The decorative capacity afforded by the adhesive medium highlights the irony of the mustache’s appearance on the roll of duct tape. Decoration is domestic and aesthetic, and therefore feminine; yet, the mustache is decidedly masculine. What, then, can the mustache mean as a decoration? Just as a word seems to lose its meaning when repeated ad nauseum, so a symbol loses its power in a tessellation. In other words, one mustache is not the same as ten thousand mustaches. That said, the gratuity of the design suggests masculine satire, as if the tape were meant to overload a decorated surface with masculinity. The deliberate multiplication of the mustaches compensates for the supposed femininity of the creative art and neutralizes the gender barrier.

The rich meaning of the mustache symbol, coupled with the utility of the medium, makes the roll of mustache duct tape a formidable expression of masculinity. Fixing something with this roll of duct tape not only says that the user prefers affordable and simple solutions, but it also leaves an ostensible message that regular old gray duct tape cannot communicate: “a man was here.” The mustache resurfaces as a resilient symbol of masculine independence even amidst 21st-Century efforts to neutralize gender symbolism, and its commodified adhesive version distributes the opportunity to be a “manly” Mr. Fix-It across the entire gender spectrum.

Works Cited

Berman, Sabina. “The Mustache.” Trans. Adam Versenyi. PAJ: A Journal of Performance and Art 20.8 (1998): 111–118. Web. Accessed 15 December 2013.

Barrett, Joe. “Sticking To The Facts, Tearing Into The Truth, And Patching Together A Method To Find The History And Meaning Of Duct Tape.” Journal Of Popular Culture 28.2 (1994): 139–148. America: History and Life with Full Text.

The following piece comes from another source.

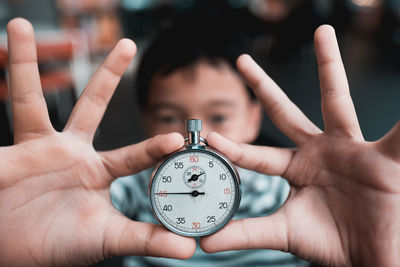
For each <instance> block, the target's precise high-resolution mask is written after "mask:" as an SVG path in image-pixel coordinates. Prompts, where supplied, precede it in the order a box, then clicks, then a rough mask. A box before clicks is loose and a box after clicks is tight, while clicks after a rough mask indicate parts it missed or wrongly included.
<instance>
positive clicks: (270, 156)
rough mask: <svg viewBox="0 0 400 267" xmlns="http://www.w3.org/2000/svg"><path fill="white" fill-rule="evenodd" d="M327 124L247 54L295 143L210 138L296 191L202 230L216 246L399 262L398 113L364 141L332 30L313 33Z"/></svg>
mask: <svg viewBox="0 0 400 267" xmlns="http://www.w3.org/2000/svg"><path fill="white" fill-rule="evenodd" d="M315 50H316V54H317V60H318V70H319V77H320V85H321V96H322V112H323V118H324V124H325V129H324V131H322V130H320V129H319V128H318V127H316V126H315V125H314V124H313V123H312V122H311V121H310V120H309V119H308V118H307V117H306V116H305V115H304V114H303V113H302V112H301V111H300V110H299V109H298V108H297V107H296V106H295V105H294V104H293V103H292V102H291V101H290V100H289V99H288V98H287V96H286V95H285V94H284V93H283V92H282V91H281V89H280V88H279V87H278V86H277V85H276V84H275V83H274V82H273V81H272V80H271V78H269V77H268V76H267V75H266V74H265V73H264V71H263V70H262V69H261V68H260V67H259V66H258V65H257V64H256V63H255V62H254V61H253V60H252V59H251V58H250V57H249V56H247V55H244V56H241V57H240V58H239V59H238V68H239V70H240V71H241V73H242V74H243V76H244V77H245V79H246V80H247V82H248V83H249V85H250V86H251V87H252V88H253V89H254V92H255V93H256V95H257V96H258V98H259V99H260V100H261V102H262V103H263V106H264V108H265V110H266V112H267V113H268V115H269V116H270V118H271V119H272V120H273V121H274V123H275V124H276V125H277V126H278V127H279V129H280V130H281V131H282V132H283V133H285V134H286V135H287V136H288V137H289V138H291V139H292V140H293V141H294V142H295V143H296V145H297V149H281V148H273V147H258V146H251V145H245V144H236V143H234V142H232V141H230V140H228V139H225V138H223V137H221V136H219V135H218V134H215V133H212V134H210V135H209V136H208V138H207V139H208V142H209V143H210V145H211V146H213V147H215V148H216V149H218V150H220V151H222V152H224V153H225V154H226V155H227V156H228V157H229V158H231V159H232V161H234V162H235V163H236V164H238V165H240V166H242V167H245V168H249V169H254V170H257V171H259V172H264V173H268V174H274V175H281V176H282V177H284V178H286V179H287V180H288V181H289V183H290V185H291V191H290V194H289V197H288V199H287V201H286V203H285V204H284V205H283V206H282V207H281V208H280V209H279V210H278V211H277V212H276V213H274V214H273V215H271V216H268V217H262V218H249V219H244V220H238V221H234V222H231V223H230V224H229V225H228V226H227V227H226V228H224V229H223V230H222V231H220V232H218V233H216V234H214V235H212V236H210V237H207V238H204V239H203V240H202V241H201V245H202V248H203V249H204V250H205V251H208V252H215V251H221V250H228V249H249V248H269V249H279V250H283V251H289V252H292V253H294V254H296V255H298V256H299V257H302V258H305V259H308V260H312V261H317V262H320V263H323V264H328V265H337V266H344V265H345V266H349V265H357V266H395V265H396V264H397V265H398V264H400V254H399V253H398V251H399V248H400V238H399V235H398V233H399V231H400V220H399V218H400V123H397V125H396V127H395V128H394V129H393V130H392V131H391V132H389V133H388V134H387V135H386V136H385V137H383V138H382V139H381V140H379V141H377V142H365V141H364V139H363V136H362V133H361V130H360V128H359V124H358V121H357V116H356V113H355V110H354V106H353V104H352V100H351V97H350V94H349V89H348V83H347V79H346V74H345V71H344V67H343V64H342V61H341V58H340V52H339V48H338V46H337V42H336V38H335V34H334V30H333V29H332V27H330V26H326V25H324V26H321V27H320V28H318V29H317V31H316V33H315Z"/></svg>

Web. 9 Dec. 2013.

Duck Brand. “How Duck Tape is Made” Online Video clip. YouTube. YouTube, 3 Jan 2012. Web. 13 Dec 2013.

Oldstone-Moore, Christopher. “The Beard Movement in Victorian Britain.” Victorian Studies 48.1 (Autumn, 2005): 7–34. JSTOR. Web. 12 Dec 2013.

Oldstone-Moore, Christopher. “Mustaches and Masculinity Codes in Early Twentieth-Century America.” Journal of Social History 45.1 (2011): 47–60. Web. 13 December 2013.

Footnotes

[1] The Secret Santa relationship has always been ambiguous to me. Am I the secret Santa, or am I giving gifts to my Secret Santa? Or is the relationship reciprocal, with each being the other’s Secret Santa? I always figured that the giver played the role of Santa, but time after time I have been asked by my peers, “So what did you get for your Secret Santa?” Assumptions were crushed.

[2] December 18th, 2013.

[3] Berman leaves both characters unnamed. They do not name each other and their character names appear as “He” and “She.”

[4] I have asked several people whether they agree with this evaluation of the difficulty of tearing duct tape, with mixed responses. (I leave out their names here, for privacy’s sake.) Some complained that the third step — the rending of the tape — proves difficult or impossible. I admit that I have struggled at least once to rip a piece of duct tape from its roll, but I always assumed this because of some deficiency on my part. However, this thought has never cast doubt on my masculinity. At any rate, I mastered the art of ripping duct tape long before entertaining the fact that duct tape had any masculine value. Clearly my ignorance saved me from a gender identity crisis.